Andy suggested a television series would be better than a film, something that reminded me of S.M. Stirling's comment at DragonCon many years ago that books made good miniseries. Although my first thought was something like one of those British TV series that lasts for around ten episodes and then done (what I think would be an appropriate adaptation of The Thing in the Woods), then I remembered the original 1960s TV series The Fugitive. Although in the 1990s film the events look like they take place over about a week or two (at most maybe a month), the original TV series ran for four seasons. The Fugitive presumably takes place in the 1960s and the novel Watchers takes place in the 1980s, both before truly large-scale government and private surveillance and tracking. It would be much easier for Dr. Richard Kimble to evade the U.S. Marshals or Travis, Nora, and the super-intelligent dog Einstein to evade the NSA, the KGB, and the predatory monster The Outsider for a prolonged period of time than today.

(It's been years since I read Watchers, but the NSA guys hunting Travis comment on how between his experience as a Delta Force operative and how he and Nora sold Nora's house for cash, tracking them would be very, very difficult. And we see that thanks to Travis's military experience, he knows just how to get false papers.)

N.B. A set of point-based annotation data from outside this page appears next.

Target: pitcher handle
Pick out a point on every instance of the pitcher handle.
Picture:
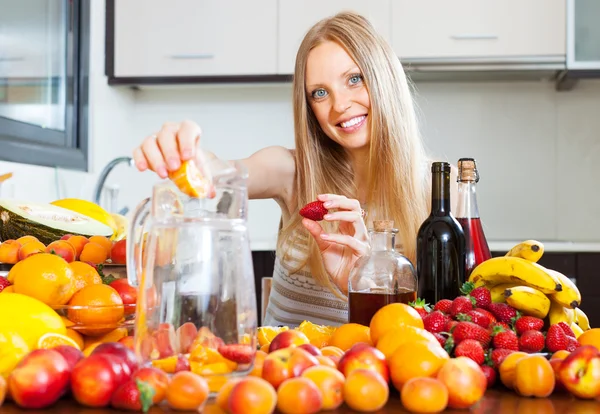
(135, 242)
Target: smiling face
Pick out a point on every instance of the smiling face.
(337, 95)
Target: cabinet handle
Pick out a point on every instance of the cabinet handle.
(474, 37)
(194, 56)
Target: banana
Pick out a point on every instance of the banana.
(531, 250)
(503, 269)
(559, 313)
(581, 319)
(528, 300)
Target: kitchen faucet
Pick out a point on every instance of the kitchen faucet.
(104, 174)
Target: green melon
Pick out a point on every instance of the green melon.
(47, 222)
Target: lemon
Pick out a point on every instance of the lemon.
(12, 349)
(28, 317)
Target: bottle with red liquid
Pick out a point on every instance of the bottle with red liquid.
(467, 214)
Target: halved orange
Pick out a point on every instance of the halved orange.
(51, 340)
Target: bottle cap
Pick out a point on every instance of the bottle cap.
(467, 170)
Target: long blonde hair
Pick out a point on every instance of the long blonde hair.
(397, 169)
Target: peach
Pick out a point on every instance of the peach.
(29, 248)
(465, 381)
(363, 355)
(252, 395)
(299, 395)
(63, 249)
(9, 251)
(39, 379)
(365, 390)
(286, 363)
(287, 339)
(330, 382)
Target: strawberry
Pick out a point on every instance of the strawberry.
(4, 283)
(503, 312)
(471, 349)
(461, 304)
(482, 295)
(240, 353)
(133, 395)
(528, 323)
(532, 341)
(420, 306)
(490, 375)
(435, 322)
(556, 339)
(505, 339)
(443, 305)
(314, 211)
(470, 330)
(498, 355)
(567, 329)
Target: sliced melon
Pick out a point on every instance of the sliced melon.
(45, 221)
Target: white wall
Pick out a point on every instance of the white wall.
(536, 147)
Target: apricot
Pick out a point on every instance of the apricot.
(63, 249)
(29, 248)
(9, 251)
(365, 390)
(330, 382)
(424, 395)
(252, 395)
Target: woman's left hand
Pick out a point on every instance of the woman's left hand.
(341, 250)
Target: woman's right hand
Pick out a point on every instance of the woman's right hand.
(165, 150)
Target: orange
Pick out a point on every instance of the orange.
(590, 337)
(349, 334)
(190, 181)
(391, 316)
(97, 308)
(45, 277)
(416, 359)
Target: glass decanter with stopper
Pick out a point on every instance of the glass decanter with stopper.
(384, 276)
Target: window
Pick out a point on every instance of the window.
(44, 56)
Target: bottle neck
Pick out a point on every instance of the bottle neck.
(467, 200)
(440, 194)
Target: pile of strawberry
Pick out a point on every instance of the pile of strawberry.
(474, 327)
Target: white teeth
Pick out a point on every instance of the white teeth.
(353, 121)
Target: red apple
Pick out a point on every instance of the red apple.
(95, 378)
(465, 381)
(39, 379)
(286, 339)
(363, 355)
(286, 363)
(121, 351)
(580, 372)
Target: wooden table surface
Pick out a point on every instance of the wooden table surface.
(495, 401)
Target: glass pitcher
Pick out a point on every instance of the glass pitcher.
(191, 259)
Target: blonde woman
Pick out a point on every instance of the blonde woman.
(357, 148)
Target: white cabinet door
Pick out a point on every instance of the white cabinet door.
(297, 17)
(195, 37)
(455, 29)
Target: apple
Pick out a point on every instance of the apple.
(580, 372)
(95, 378)
(286, 363)
(363, 355)
(39, 379)
(119, 350)
(286, 339)
(465, 381)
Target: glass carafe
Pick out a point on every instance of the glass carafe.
(384, 276)
(191, 259)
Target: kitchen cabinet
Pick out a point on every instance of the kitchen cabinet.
(583, 34)
(473, 30)
(191, 38)
(297, 17)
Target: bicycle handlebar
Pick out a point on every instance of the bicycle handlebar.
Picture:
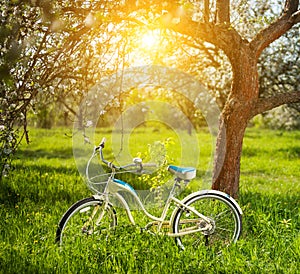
(137, 162)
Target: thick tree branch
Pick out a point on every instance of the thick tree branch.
(295, 18)
(271, 33)
(223, 11)
(265, 104)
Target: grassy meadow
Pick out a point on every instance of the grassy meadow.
(45, 181)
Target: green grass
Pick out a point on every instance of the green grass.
(45, 182)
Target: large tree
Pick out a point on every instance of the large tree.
(59, 61)
(243, 102)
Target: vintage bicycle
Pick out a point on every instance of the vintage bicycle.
(209, 217)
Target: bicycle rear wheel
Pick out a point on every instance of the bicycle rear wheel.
(225, 221)
(84, 220)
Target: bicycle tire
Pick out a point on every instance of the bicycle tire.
(221, 210)
(79, 221)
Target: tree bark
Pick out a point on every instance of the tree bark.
(234, 120)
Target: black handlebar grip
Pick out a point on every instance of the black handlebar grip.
(102, 142)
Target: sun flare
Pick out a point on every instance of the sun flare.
(150, 40)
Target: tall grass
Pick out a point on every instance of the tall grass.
(45, 182)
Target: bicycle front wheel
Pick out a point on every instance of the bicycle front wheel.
(84, 220)
(223, 227)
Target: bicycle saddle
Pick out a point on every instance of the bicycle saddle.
(183, 173)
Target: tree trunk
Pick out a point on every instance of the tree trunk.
(234, 120)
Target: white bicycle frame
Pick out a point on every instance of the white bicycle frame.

The first season could be "everybody meets everybody" and the early hunt for the Outsider, with the climax being the Outsider's killing of Travis's landlady that causes Travis and Nora to become fugitives. The second season and perhaps a third could cover how Travis and Nora are fugitives, their getting stalked by the KGB's assassin, Einstein's distemper scare, and the final confrontation with the Outsider.

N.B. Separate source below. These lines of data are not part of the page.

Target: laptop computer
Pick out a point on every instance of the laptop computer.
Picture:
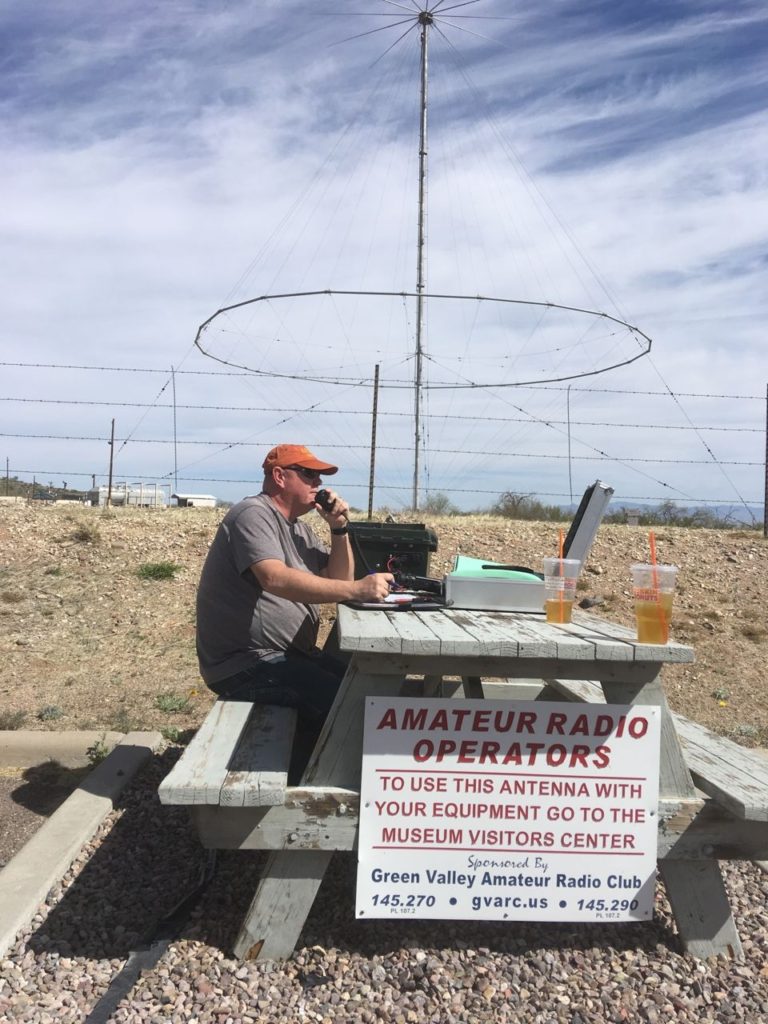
(481, 584)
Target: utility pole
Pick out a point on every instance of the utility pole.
(112, 460)
(425, 19)
(373, 444)
(175, 461)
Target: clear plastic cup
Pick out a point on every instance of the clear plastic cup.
(653, 591)
(560, 577)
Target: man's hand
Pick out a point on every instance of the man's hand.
(336, 512)
(374, 587)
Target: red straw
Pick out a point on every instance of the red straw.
(662, 619)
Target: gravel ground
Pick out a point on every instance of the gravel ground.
(145, 858)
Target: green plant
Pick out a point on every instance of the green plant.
(49, 713)
(514, 506)
(437, 503)
(12, 719)
(172, 704)
(86, 532)
(755, 633)
(158, 570)
(97, 751)
(122, 721)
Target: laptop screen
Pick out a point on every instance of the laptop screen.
(587, 520)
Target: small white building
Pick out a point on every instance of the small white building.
(134, 495)
(196, 501)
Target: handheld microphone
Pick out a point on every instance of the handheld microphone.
(324, 500)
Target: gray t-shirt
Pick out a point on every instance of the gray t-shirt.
(238, 622)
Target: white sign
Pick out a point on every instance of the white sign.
(508, 810)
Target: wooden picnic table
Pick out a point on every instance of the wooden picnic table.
(440, 653)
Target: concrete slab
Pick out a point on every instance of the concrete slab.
(25, 748)
(30, 875)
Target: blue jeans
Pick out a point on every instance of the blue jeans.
(307, 683)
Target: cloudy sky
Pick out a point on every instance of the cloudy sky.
(164, 162)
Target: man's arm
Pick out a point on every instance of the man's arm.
(341, 560)
(295, 585)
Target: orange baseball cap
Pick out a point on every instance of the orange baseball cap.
(296, 455)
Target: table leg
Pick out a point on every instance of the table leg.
(472, 687)
(292, 878)
(282, 903)
(695, 889)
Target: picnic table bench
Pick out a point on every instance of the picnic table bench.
(233, 774)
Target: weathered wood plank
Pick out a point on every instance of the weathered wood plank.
(454, 638)
(258, 769)
(327, 818)
(670, 652)
(280, 907)
(368, 630)
(201, 771)
(701, 910)
(729, 773)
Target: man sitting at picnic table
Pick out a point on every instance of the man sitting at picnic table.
(263, 578)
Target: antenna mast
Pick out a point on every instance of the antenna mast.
(425, 19)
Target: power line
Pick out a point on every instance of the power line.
(395, 448)
(230, 373)
(358, 412)
(383, 486)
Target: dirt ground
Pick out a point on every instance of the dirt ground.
(86, 643)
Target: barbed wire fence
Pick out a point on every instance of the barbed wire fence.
(753, 421)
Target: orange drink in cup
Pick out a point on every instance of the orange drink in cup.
(560, 577)
(653, 591)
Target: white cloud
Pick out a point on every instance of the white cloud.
(162, 162)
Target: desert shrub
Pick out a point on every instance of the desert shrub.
(86, 532)
(12, 719)
(97, 752)
(514, 506)
(158, 570)
(172, 704)
(49, 713)
(437, 503)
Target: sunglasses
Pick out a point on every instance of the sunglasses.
(304, 473)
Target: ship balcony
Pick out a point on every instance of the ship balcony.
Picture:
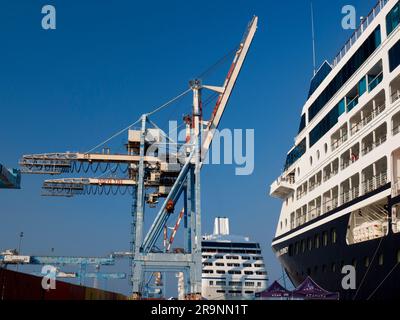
(339, 137)
(395, 89)
(374, 139)
(283, 187)
(368, 113)
(396, 124)
(374, 182)
(396, 188)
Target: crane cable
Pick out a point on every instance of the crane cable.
(201, 76)
(136, 122)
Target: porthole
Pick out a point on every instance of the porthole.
(325, 239)
(334, 236)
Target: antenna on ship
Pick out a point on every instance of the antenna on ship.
(313, 39)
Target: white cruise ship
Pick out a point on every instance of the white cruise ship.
(233, 267)
(340, 185)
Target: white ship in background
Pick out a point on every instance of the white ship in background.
(233, 267)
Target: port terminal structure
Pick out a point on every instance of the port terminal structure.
(151, 174)
(10, 178)
(13, 257)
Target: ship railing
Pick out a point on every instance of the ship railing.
(301, 195)
(350, 195)
(396, 96)
(374, 82)
(382, 139)
(367, 119)
(353, 103)
(374, 182)
(396, 129)
(356, 35)
(330, 204)
(314, 186)
(396, 188)
(337, 143)
(330, 175)
(314, 213)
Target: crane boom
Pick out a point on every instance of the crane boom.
(226, 91)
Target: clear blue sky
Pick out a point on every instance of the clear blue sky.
(109, 61)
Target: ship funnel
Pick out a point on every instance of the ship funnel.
(221, 226)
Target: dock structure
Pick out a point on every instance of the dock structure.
(10, 178)
(154, 168)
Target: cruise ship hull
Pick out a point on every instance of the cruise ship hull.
(377, 280)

Between all the different factions hunting them, how some of them are working at cross purposes (the NSA and the KGB's hired hit-man), and one of them is chaotic force of destruction (the Outsider), a Watchers TV series could last a respectable amount of time. And given fiction's increased interest in exploring social issues these days, one could touch on other topics besides "how will Travis, Nora, and the dog escape the baddies this week" or "how will the NSA keep the Outsider from blowing the cover-up by going on a rampage this time."

(In the book Nora, raised as a recluse by her emotionally-abusive aunt, initially has little ability to function in the real world and is stalked and nearly raped by the handyman she hires to work on her house. Given how fearful and lacking in self-esteem Nora is and how inept she is at "adulting" when we begin the story, I could easily imagine her blaming herself and not reporting it to the police if Travis and Einstein hadn't stopped the bastard. And if I remember right, the perpetrator only pled guilty to a lesser charge and got jailed because Travis--a man and a decorated soldier--wouldn't tolerate the police not taking it seriously. Travis's first wife died of cancer they didn't know she had until it was too late, so you could touch on health care, the importance of catching cancer early, etc. And lead NSA agent Lemuel Johnson is so hard-driving and neurotic because his father, a self-made wealthy black man who managed it during Jim Crow no less, raised him without any tolerance for failure whatsoever. One could use flashbacks Lemuel has to meeting Einstein and the Outsider before they escaped the lab to show how just pitiable and messed up the Outsider is despite how to all outward appearances it's a merciless monster. There's a lot of room for thoughtful stuff here.)

And if you make it a 1980s period piece, there's no cell phones or cameras, doing everything in cash isn't really suspicious, stuff like the Patriot Act doesn't exist, etc. That would allow for a much longer show simply because the NSA wouldn't be able to locate Travis and Nora easily, nor immediately locate and squash the KGB. And the success of the two modern It films and Stranger Things shows that now is a good time for 1980s nostalgia pieces. Barnes and Noble went so far as to even point out that those who loved Stranger Things would really like Watchers.